I think you're right! All of the polygomous relationships were without romance or much worse, abusive. Obviously he does not value polygamy. But anyone with an interest in women's rights, can't.
It is difficult for me to think how a lifelong covenant can be upheld with more than one partner at the same time. But that speaks to my ideas of marriage. Probably very Western.
Laila's parents were a weird mix in that way. Her dad was for women's education and absorbed by learning and literature. Was there any reference to him being religous? Yet his wife supported religious fundamentalists because her sons went off to fight the secular state.
I think he has a notion that people, in whatever combination, should be together because they love each other. They shouldn't be together because one of them (the dude) needs some domestic slaves (wives) who will give him a bunch of sons and variety in his sex life!
I don't recall any specific references to Laila's dad being religious.
Laila's mom was a really interesting character. She seemed at some level to appreciate her daughter, but she had so internalized this idea that sons are more important, that you're not really a worthwhile woman unless you have given birth to a man, that she just shut down when her sons (her self-worth) were taken from her. Her dead sons were more important to her than her living daughter who desperately needed her. Grief is one thing, but this woman was going to be a lifelong emotional cripple because of the sexism she had internalized.
She and her husband (Hakim) were close at one time. Theirs was a love match, but somewhere along the line she saw that this brainy man of her dreams couldn't protect her from the bitterness of life, and she kind of turned on him and elevated their brawny sons. One of the funniest (and saddest) lines in the book is when she's glorifying the boys, saying how they took care of everything, they got things done: "but if you have a book that needs urgent reading," she said, "then Hakim is your man."
Didn't you have the notion that people's allegiances shifted? When it became clear what the Soviets were doing, people put their hopes in the insurgents, and when they disappointed, others — eventually the Taliban — came along, and they inspired hope, too, followed by disappointment. Rory Stewart talks about how there are a couple of generations of men in Afghanistan who are just basically mercenaries, disillusioned and selling their military services to whoever will pay. War has become a way of life there, a profession, not a cause.

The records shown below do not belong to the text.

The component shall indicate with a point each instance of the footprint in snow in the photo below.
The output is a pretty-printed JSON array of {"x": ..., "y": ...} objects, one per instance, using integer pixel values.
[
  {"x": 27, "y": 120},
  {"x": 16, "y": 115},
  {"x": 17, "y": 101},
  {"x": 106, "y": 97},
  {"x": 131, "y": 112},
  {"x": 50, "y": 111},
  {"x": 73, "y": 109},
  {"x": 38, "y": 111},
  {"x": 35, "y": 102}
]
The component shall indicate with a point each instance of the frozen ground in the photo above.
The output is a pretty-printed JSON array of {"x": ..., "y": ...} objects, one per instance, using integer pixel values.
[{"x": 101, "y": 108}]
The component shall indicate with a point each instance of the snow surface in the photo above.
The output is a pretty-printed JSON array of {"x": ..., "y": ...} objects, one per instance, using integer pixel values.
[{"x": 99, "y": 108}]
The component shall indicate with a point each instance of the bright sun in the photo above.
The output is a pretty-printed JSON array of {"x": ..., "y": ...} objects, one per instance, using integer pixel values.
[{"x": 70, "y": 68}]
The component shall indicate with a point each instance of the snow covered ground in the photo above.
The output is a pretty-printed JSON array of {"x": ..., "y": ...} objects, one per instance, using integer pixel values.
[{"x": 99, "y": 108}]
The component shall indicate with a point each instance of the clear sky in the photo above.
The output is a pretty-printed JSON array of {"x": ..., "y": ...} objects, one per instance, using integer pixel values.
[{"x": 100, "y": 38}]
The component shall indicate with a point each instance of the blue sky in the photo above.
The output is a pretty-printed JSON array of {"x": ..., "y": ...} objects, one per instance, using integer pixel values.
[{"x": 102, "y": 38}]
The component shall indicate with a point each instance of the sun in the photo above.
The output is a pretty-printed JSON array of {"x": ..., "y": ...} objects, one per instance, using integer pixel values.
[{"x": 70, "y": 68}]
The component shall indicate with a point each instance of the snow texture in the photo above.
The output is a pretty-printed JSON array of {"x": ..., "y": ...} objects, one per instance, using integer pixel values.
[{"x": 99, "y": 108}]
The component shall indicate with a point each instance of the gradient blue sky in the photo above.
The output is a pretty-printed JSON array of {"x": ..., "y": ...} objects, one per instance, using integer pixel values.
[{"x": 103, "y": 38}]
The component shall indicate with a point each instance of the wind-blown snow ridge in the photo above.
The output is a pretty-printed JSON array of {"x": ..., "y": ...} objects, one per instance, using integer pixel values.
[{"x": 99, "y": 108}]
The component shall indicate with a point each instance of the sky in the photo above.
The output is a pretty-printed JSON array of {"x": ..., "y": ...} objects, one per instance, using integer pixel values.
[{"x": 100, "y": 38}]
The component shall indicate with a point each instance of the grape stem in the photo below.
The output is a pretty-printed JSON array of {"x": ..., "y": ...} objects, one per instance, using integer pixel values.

And an interesting — and ironic — thing about the polygamy is that it brought together women who would otherwise be isolated. Cognizant that "sisterhood is powerful," sexist societies always seek to isolate women, to keep them out of the workplace, to keep them in the home devoted to wifely duties, ad in the case of Afghanistan, to keep them uneducated, like slaves. If this were a monogamous culture, Laila and Mariam would have been completely isolated, each with their own Rasheed. The irony is that polygamy, this most misogynist of institutions, is the thing that brought them together and ultimately proved its own undoing.
I think people's alliances did shift. For me that was proof that most people's view of politics is based in self-interest, what is good for me and my family? The ideological shift that occurred with each government change was much less important than, "Can I eat?" "Are my children safe?" though the answer to the 2nd question would vary greatly between some of the men in the book
Polygamy was the vehicle for the women's relationship, and this is indeed ironic, but I think the abuse by Rasheed was the catalyst. The women in Jalil's house, though forced (I assume) into being co-wives developed no greater empathy for either Laila or her mother. They were as complicit, if not more so, in her abandonment.
Can't we say that being co-wives was the best thing that happened to Mairam and Laila (aside from Laila and Tariq)? A curious choice to me by Hosseini since he obviously loathes the practice of polygamy. Anyone heard/read his own refelctions on this?
Yes, good point, the women in Jalil's household did not have to unite in the face of oppression because Jalil was more of a selfish playboy than a wicked tyrant. The wives couldn't prevent him from impregnating the servants, he being the man, but they could bully him into banishing the evidence of his flings.